Even after finding the right price point for a retailer, Hedrick’s work isn’t over: his team has to find a means to present this information in a manageable, useable way. “The skill set is all over the place: computer programmer, data analyst, industry insider.”
Hedrick is excited, even passionate about his work. “I love working on very urgent problems and being able to see results immediately…I have always been interested in the real rather than the theoretical.”
His team’s strategies have helped rescue firms that had hundreds of shops and distribution centers slated for closure. It’s particularly gratifying, Hedrick says, after working closely with a client’s employees for months or years, to see them keep their jobs as a result of his work.
Haines High School math teacher Matt Davis said this week remembered Hedrick missing two weeks of class and an entire chapter of trigonometry, then having all the related assignments and a test on the material the following day. Davis made him a deal: For an “A” on the test, Davis would give him the same grade on the homework.
“I said, ‘Just read the chapter and learn it,’” Davis said. Hedrick aced the test. “Luke has a gift for getting to the essence of a pattern or set of formulas and finding those kernels that are fundamental,” he said.
Hedrick said the culture and climate of the East Coast were a transition for him at Harvard and he joined a fraternity with a high number of members from the western United States.
Despite his initial dismay at meeting “people who have the same last name as the building you are going to class in,” Hedrick managed to make his mark on Harvard. He was lauded in the pages of the campus newspaper, The Harvard Crimson, for authoring his freshman class’ annual musical and for his appearance in the pages of YM magazine: where he was featured in a “heartthrobs” contest for a chance to win $10,000 in scholarship money.

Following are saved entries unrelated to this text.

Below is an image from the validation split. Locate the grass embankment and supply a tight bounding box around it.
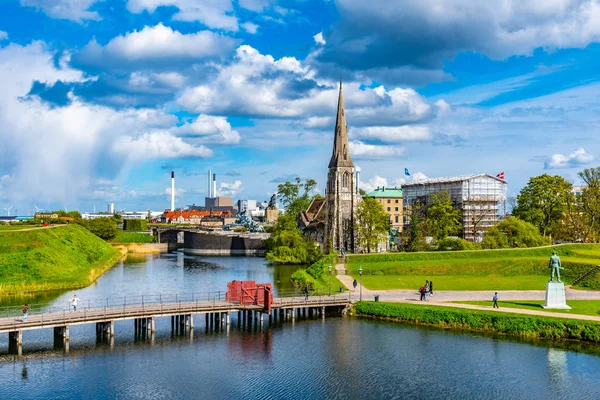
[354,301,600,343]
[346,244,600,290]
[454,300,600,317]
[0,224,121,294]
[110,231,154,244]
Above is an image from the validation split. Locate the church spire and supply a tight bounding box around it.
[329,77,354,168]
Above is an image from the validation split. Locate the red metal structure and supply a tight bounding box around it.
[225,281,273,312]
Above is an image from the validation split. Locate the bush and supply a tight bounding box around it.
[123,219,148,232]
[436,238,481,251]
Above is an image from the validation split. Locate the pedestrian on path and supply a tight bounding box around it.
[69,294,79,311]
[21,303,29,322]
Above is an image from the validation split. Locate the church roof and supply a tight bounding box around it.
[329,79,354,168]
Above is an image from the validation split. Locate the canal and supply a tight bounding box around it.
[0,253,600,399]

Mother Bonnie Hedrick said Haines High School’s drama, debate and forensics program helped prepare her son for life afterward.
“Drama and debate was the best thing about Haines in terms of getting ready to go out into the world. There were all these other kids (at Harvard) who had gone to preparatory schools and fancy academies and who couldn’t get up in front of a group and string two sentences together. But Luke had been trained to express himself, to be persuasive or funny, whatever the situation called for.”
Coming from Haines, Hedrick appreciates the opportunities his work has given him to travel and see the world and to live in Manhattan. He has spent months in London and Germany and been all over the United States, “albeit pretty random destinations, more likely Poughkeepsie than Las Vegas.”
“Manhattan is a pretty crazy transition from Haines. The sheer density of people can be pretty overwhelming. Not even just in Times Square, but (everywhere)… Being able to deal with that; not trying to say ‘Hi’ to everyone, not paying attention to everything that happens, because there is too much going on. It’s a different world… There is so much to do in the city, to the point of where you stop trying to keep track of it. You couldn’t even just keep track of the plays. But what you can’t get in Manhattan is space and the outdoors and the ability to see the vastness of the rest of the world.”
Hedrick comes home twice a year and wants to bring his New York girlfriend to the state fair here. In his travels, he’s now been to a few fairs and said the local one ranks impressively.
“I like traveling back and forth between New York and Haines, because I feel like, between the two, you get the best of what the world has to offer…Every time I come back, I think it’s almost better to come back than to stay there, because then you see it for what it is and really appreciate it. Not just for the physical beauty, but also for the strong sense of community. You take it for granted when you live in Haines too long without going somewhere else for a while, but it is really special and really rare.”
“Over the Mountains” is an ongoing series of feature stories profiling Haines students who have achieved success.